Fred Hutch taught me to think beyond common metrics like AUC, and to never forget about clinical utility, reliability, and trust.

2. Interdisciplinary collaboration in biomedicine goes beyond “understanding the biology”

Working alongside oncologists, clinical trial managers, and research coordinators fundamentally reshaped how I approach health data problems. In the past, my comprehension of biomedical concepts was enough to guide my collaboration with clinical stakeholders. At the Hutch, these collaborations had to extend beyond my understanding of the life sciences. Progress in my work depended on clear communication, alignment of expectations, and the translation from clinical to technical perspectives.

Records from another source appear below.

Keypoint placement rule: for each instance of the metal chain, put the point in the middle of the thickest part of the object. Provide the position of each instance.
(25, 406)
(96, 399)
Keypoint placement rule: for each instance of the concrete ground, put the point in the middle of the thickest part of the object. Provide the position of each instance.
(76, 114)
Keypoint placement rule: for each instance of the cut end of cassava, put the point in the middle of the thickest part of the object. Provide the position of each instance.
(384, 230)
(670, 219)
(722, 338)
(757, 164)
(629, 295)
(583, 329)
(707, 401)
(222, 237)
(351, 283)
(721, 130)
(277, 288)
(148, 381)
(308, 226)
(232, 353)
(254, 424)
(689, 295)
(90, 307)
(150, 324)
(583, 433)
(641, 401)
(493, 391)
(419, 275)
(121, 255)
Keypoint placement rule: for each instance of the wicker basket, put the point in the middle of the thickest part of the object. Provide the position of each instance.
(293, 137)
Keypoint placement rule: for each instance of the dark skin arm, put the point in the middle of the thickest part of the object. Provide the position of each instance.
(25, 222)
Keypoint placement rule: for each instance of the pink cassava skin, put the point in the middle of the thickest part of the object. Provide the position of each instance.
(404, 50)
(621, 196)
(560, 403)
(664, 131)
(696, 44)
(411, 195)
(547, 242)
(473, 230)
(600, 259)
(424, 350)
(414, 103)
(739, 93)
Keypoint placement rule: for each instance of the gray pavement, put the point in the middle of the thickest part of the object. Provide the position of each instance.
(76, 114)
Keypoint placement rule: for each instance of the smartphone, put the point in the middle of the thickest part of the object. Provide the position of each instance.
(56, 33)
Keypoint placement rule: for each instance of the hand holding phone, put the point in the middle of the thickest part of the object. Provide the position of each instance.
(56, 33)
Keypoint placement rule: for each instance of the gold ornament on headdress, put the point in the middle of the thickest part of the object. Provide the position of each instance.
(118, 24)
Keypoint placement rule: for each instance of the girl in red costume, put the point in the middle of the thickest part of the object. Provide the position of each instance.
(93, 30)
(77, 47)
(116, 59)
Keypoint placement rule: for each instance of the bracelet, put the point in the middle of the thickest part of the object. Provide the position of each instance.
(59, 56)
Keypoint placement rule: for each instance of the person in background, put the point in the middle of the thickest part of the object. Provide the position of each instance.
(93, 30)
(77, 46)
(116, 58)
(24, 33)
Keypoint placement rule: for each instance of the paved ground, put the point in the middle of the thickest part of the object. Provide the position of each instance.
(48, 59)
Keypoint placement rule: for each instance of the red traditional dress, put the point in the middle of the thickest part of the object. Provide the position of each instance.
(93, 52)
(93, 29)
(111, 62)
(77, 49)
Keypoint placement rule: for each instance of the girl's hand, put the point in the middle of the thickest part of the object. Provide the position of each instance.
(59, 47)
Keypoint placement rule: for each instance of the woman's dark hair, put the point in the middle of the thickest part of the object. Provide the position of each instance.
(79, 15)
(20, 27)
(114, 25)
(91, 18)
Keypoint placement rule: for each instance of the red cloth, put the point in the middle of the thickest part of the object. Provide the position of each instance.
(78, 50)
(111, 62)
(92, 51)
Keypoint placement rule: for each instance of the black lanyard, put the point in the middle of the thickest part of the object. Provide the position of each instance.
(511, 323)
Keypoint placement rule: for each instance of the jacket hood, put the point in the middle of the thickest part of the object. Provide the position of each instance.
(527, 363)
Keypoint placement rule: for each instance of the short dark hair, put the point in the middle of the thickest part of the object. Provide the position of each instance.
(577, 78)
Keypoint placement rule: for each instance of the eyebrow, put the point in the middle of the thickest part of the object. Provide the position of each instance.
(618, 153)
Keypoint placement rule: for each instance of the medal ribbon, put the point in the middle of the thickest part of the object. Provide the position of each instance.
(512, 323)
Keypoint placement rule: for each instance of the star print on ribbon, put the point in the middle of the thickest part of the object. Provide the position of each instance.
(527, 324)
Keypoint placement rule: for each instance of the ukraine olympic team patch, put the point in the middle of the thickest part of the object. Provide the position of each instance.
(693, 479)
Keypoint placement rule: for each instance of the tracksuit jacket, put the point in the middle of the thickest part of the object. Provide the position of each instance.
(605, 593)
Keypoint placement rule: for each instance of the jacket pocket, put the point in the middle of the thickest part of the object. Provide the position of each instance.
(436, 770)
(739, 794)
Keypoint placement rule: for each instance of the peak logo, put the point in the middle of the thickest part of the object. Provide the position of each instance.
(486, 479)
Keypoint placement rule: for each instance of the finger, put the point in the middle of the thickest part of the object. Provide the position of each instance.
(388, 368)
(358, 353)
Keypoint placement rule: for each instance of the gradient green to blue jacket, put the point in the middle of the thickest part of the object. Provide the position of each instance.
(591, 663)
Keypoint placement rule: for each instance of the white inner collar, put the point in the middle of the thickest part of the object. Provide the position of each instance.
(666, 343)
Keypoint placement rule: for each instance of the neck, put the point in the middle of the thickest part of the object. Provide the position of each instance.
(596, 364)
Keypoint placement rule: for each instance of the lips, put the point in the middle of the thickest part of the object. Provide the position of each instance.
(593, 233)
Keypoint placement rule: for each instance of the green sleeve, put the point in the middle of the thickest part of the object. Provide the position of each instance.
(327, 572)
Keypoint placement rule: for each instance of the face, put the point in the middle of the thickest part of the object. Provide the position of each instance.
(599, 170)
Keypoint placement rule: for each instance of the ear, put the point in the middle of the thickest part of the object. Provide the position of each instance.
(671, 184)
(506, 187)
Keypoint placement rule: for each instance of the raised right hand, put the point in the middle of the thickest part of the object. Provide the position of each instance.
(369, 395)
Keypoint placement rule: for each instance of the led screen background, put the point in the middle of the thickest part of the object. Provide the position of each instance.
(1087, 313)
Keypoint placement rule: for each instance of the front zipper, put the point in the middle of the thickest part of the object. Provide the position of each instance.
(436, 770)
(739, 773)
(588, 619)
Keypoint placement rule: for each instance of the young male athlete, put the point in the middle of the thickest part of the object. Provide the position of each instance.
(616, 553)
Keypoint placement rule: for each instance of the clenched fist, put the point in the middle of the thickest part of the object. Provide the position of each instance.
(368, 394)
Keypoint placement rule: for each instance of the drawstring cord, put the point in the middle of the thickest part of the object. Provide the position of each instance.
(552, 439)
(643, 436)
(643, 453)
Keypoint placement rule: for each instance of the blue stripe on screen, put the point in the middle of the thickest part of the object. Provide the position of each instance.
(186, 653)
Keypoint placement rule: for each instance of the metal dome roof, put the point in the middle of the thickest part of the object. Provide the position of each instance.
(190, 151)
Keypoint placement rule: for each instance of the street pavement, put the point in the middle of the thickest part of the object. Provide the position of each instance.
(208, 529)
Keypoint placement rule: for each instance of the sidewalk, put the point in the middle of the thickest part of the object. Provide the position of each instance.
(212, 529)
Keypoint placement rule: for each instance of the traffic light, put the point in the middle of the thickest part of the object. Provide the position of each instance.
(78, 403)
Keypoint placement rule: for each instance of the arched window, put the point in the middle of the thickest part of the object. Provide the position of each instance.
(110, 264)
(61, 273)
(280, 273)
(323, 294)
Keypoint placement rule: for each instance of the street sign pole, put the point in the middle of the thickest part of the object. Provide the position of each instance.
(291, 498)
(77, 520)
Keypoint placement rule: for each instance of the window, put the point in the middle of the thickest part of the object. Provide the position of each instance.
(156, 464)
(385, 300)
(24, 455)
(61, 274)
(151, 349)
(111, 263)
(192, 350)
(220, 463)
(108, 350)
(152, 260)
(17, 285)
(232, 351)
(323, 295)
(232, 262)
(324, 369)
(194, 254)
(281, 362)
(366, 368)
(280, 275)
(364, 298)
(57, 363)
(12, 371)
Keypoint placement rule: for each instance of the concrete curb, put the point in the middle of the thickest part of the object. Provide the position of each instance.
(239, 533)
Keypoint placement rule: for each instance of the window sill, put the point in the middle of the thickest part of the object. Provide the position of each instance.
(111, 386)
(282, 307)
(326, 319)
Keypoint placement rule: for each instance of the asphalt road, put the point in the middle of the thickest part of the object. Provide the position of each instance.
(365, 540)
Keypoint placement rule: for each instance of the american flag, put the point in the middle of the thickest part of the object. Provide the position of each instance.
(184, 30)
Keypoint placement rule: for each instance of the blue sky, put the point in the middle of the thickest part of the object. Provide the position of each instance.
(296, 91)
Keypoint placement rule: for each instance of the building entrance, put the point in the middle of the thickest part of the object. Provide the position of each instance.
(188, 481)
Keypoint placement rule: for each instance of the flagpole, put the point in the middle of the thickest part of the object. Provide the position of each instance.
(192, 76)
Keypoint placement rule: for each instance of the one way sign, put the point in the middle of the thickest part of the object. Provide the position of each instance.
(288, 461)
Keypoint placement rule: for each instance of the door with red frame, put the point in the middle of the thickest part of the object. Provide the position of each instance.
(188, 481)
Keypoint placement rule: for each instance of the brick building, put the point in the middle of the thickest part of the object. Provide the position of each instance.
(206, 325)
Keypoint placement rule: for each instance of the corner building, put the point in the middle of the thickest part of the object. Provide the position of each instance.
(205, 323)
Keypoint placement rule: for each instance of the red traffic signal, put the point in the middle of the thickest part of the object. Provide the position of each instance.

I became more intentional about stakeholder alignment and more comfortable operating in ambiguity.

3. Clinical data capture is inherently messy

During my PhD, the datasets I worked with were often curated before my analysis. In real-world oncology data, in spite of the fact that data are ingested into full-scale electronic health records, mess is part of the signal. Missingness patterns, documentation variability, and coding heterogeneity are an expectation rather than an exception in typical workflows. Learning to work with that complexity changed how I think about clinical data modeling and access, and it deepened my appreciation for robust data governance and thoughtful guardrails.

4. Democratizing access to data is a must

One of the most important themes I’ll carry forward is the importance of bringing data to users. Clinical data should not live behind opaque pipelines or require advanced technical expertise to interpret. The more we can make data accessible, interpretable, and responsibly governed, the more impact it can have. Approachable tooling builds trust, and in turn, trust enables broader adoption and impact.

Looking forward

Last month, I joined the Enterprise AI team at Humana as a Senior Data Scientist. This move has very much felt like a natural next step in my career. At Fred Hutch, I learned how to build clinically grounded data models and navigate real-world healthcare data. At Humana, I’ll be working on responsible, production-grade generative AI and agentic systems for healthcare workflows at scale.

I’m tremendously grateful to the mentors, collaborators, and teammates who made my time at Fred Hutch so formative! This was without question the best possible first role for me coming out of academia, and it deeply shaped how I think about science and impact as well as my long-term career. I’m excited to bring the lessons I learned at the Hutch to Humana, and to deepen my work in generative AI, multimodal systems, and reliability in healthcare AI - all areas where rigor and real-world constraints intersect in meaningful ways.